The actions bring to eight the number of blocked news websites in Sri Lanka, where press restrictions have been an international concern.

Gamage said both websites were popular and have been publishing impartial news and "this is a death blow to the media and as well as to the peoples' right to information." Editor Kelum Shivantha of www.Srilankamirror.Com said Internet service providers told him the site was blocked on a directive by the Telecommunication Regulatory Commission.
 

Editor Subash Jayawardena of www.Theindependent.Lk said news that criticized government affairs led to the blocking of his website.

TRC director general Anusha Palpita declined to comment. In 2012, police raided and sealed off the Sri Lanka Mirror's office and arrested nine workers and seized computers and documents.

Mandana Ismail Abeywickrema, president of Sri Lanka Journalists' Trade Union, condemned the blocking and said "this is also a part of the suppression faced by the media in the country especially with the expansion of the new media.

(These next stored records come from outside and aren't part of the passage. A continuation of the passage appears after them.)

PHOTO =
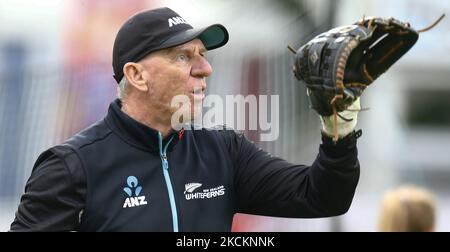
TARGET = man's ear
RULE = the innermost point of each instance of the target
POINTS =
(133, 72)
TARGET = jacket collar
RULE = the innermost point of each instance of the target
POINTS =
(134, 132)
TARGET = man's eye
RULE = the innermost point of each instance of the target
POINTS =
(182, 57)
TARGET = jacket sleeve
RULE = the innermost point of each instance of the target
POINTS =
(54, 194)
(271, 186)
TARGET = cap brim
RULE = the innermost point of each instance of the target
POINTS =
(213, 36)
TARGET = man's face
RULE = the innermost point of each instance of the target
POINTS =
(179, 70)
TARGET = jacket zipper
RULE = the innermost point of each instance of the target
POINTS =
(165, 166)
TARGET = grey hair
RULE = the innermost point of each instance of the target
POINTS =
(122, 88)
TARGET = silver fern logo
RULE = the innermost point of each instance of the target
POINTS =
(190, 187)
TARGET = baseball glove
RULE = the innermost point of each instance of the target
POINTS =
(338, 65)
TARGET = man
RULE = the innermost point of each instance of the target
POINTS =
(133, 172)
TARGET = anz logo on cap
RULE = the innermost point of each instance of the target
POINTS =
(176, 21)
(133, 185)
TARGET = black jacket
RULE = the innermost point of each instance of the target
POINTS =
(120, 175)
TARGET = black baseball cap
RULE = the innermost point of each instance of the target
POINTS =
(153, 30)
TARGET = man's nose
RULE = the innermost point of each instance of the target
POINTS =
(201, 68)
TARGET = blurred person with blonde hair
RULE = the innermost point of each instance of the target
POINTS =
(408, 209)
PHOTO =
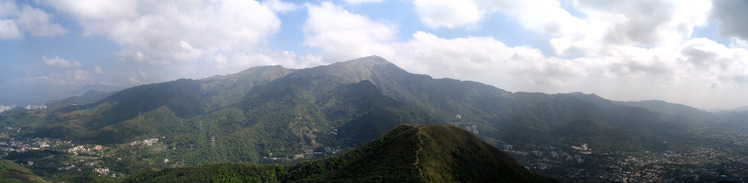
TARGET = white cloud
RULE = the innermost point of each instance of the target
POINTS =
(98, 70)
(60, 62)
(160, 32)
(361, 1)
(9, 30)
(16, 20)
(343, 35)
(448, 13)
(731, 17)
(483, 59)
(75, 77)
(280, 6)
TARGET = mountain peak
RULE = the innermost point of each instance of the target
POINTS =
(372, 68)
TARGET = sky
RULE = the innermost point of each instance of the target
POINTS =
(691, 52)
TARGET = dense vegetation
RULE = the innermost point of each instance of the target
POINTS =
(405, 154)
(273, 115)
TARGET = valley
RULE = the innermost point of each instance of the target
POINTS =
(307, 117)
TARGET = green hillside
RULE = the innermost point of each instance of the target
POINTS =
(12, 172)
(274, 115)
(429, 153)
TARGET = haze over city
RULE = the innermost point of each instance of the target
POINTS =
(687, 52)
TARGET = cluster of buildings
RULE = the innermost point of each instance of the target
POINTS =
(35, 107)
(4, 108)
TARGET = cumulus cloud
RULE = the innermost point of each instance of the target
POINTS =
(482, 59)
(71, 77)
(98, 70)
(730, 15)
(343, 35)
(280, 6)
(160, 32)
(16, 20)
(447, 13)
(60, 62)
(362, 1)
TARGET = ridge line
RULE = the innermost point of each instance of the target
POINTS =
(418, 152)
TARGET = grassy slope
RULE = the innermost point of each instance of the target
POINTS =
(12, 172)
(407, 153)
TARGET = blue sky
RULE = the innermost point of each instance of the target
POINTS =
(688, 52)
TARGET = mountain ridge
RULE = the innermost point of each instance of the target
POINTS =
(387, 158)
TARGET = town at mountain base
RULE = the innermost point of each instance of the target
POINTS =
(407, 153)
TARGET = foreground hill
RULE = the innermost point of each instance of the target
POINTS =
(407, 153)
(274, 115)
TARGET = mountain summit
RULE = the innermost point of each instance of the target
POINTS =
(407, 153)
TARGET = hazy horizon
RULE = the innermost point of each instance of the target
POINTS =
(691, 53)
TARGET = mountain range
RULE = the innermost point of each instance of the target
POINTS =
(272, 114)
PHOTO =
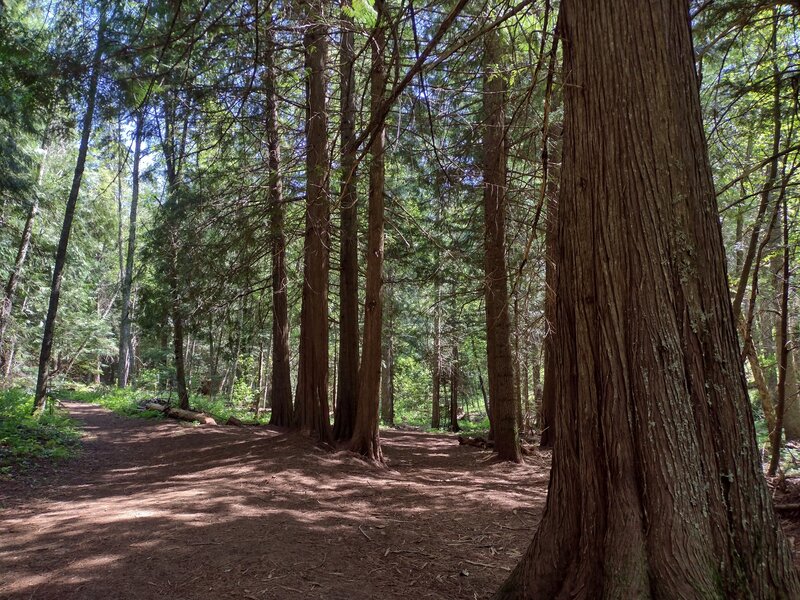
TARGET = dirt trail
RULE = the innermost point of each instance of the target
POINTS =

Now these threats seem to be increasing."

In 2011, the government blocked five websites including strong government critic www.Lankaenews.Com and its top leaders. A columnist for the website suspected to have been abducted in 2010 is still missing, and the website's office was set on fire earlier in 2011. The publication blamed the government for the attack, and Editor Sandaruwan Senadheera operates the site in exile.

Sri Lanka's devastating, quarter-century civil war ended in 2009, but the government has faced international criticism for failing to properly investigate wartime human rights abuses and disappearances. It insists it's done nothing wrong and the criticism is unjust interference.

Amnesty International says at least 14 Sri Lankan media workers have been killed since the beginning of 2006, and other media groups say the government has failed to prosecute the killers.

Reporters Without Borders ranks Sri Lanka in the bottom tenth of its country-by-country report on press freedom in 2014.